Someone asks you the identity of a friend with whom you have recently spent time. Despite yourself, you cannot come up with her name. A quick mental review of the women you know best produces no results.
You feel frustrated at being unable to remember a person you know well. Why, you wonder, must I struggle with a label for such a familiar face? What is happening to me that I have failed to recall someone so close?
Shrugging it off, you pronounce it to be a “senior moment.” You have long since concluded that it is one of aging’s most typical experiences. Society has invented this term, and you hear it used often.
For the last few years, I have been carrying on a vigorous one-man campaign against the expression. I believe it to be in the best interests of my age peers to stop speaking of memory lapses this way.
Though it may seem harmless, even playful, to label our temporary inability to recall words as senior moments, it actually does harm to us in the long run. This conviction of mine has been strengthened of late by two women psychologists who have reported on their research.
These scholars, Laurie O’Brien and Mary Lee Hummert, took three groups of middle-aged men and women and gave them a memory test. The people had two minutes to study a list of 30 words. Then they were asked to write down as many as they could recall.
The first group was told they would be compared with people over age 70. Participants in the second group were told they would compete with people in their 20’s. Finally, members of the third group were not to be tested against any others.
You might expect the second group to have been intimidated by being compared to young people. After all, those in their 20’s reputedly have sharp memories with few deficiencies. It seemed, for all the world, an uneven contest.
But, to my surprise and apparently that of the researchers, the test takers who did worst were those pitted against people over 70. These middle-agers could remember only 12 words or so, whereas those compared with the twenty-somethings scored more than 14 words. They did just as well as the test takers who were not compared with any other group.
Erin Linn, a friend and neighbor who is an active scholar in psychology, says of this type of research: “I think it’s very important. It adds to our knowledge about the importance of stereotypes.”
Dr. Linn has hit on the central meaning of the experiment discussed here. Those who fared worst in the memory test were those who shared stereotypes of the later years. They have bought into the widespread idea that people 70 and above have memories like sieves.
Just being associated with the oldest generations was enough to make middle- agers falter in recalling the words in the test. The researchers also reported, from other sources, that these same people, some of them still in their 40s, felt anxious about growing old.
This stereotype finds dramatic expression in the words senior moment. It implies that my age peers have a stranglehold on forgetting and ignores the fact that people of all ages have lapses in memory.
The goal of my campaign is not to drop the phrase “senior moment” from the American vocabulary. Rather, I want to retain the words but change their meaning.
These words ought to let everyone know how later life can prove to be a season rich in thought and affect. It can be, and often is, a time for harvesting the beauty and meaning that mark the life of virtually everyone who has lived for decades. Fascination is the appropriate response to much that we have experienced.

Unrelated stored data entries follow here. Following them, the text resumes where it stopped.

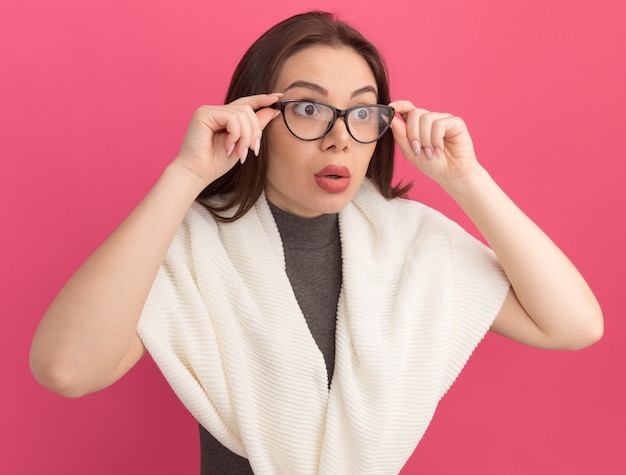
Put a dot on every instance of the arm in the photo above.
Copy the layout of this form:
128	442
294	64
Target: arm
86	339
549	305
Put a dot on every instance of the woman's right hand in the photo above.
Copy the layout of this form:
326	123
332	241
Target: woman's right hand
219	136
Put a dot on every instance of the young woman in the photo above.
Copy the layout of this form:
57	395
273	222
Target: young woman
306	314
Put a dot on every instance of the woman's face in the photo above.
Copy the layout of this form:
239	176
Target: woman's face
321	176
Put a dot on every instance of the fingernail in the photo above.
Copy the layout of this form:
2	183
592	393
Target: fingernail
417	148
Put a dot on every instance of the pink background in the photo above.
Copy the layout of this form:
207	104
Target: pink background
94	100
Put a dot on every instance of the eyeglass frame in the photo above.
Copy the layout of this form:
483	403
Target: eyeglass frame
337	113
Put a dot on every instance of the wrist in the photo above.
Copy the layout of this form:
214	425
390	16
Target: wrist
465	187
185	177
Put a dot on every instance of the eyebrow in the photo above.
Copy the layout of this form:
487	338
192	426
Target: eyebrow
319	89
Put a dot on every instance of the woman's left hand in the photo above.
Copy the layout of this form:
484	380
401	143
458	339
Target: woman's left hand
438	144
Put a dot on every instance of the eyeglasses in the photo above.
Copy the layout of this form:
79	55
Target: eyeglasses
311	120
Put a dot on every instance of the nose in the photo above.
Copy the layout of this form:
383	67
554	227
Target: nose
337	137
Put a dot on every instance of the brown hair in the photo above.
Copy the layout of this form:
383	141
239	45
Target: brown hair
257	73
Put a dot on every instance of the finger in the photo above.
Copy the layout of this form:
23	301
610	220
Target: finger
412	116
431	136
258	101
399	131
257	107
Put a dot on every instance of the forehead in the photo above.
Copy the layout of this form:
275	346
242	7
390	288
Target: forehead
338	70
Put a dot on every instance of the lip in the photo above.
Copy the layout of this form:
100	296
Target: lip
333	178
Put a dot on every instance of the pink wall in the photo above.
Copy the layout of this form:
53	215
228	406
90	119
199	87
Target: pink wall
94	99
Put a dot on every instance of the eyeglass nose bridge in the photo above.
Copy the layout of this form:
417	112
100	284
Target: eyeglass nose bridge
339	114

My friend Frederick Buechner has written: “Every person we have ever known, every place we have ever seen, everything that has ever happened to us – it all lives and breathes deep within us somewhere whether we like it or not, and sometimes it doesn’t take much to bring it back to the surface in bits and pieces.”
So much of growing older is psychic and dramatic in ways that others cannot see. The senior moments in which I recall the richness of my world and my life are what make later life so precious. These moments live on with us and enrich our spirit, turning growing older into an inner adventure.
That’s why it makes sense to empty out the expression “senior moment” and fill it with new material. Why should we willingly downgrade old age, a time in our lives that deserves respect for its power to renew our appreciation of human existence?
Senior moments, yes, but only if they suggest the virtues of later life, not its deficiencies.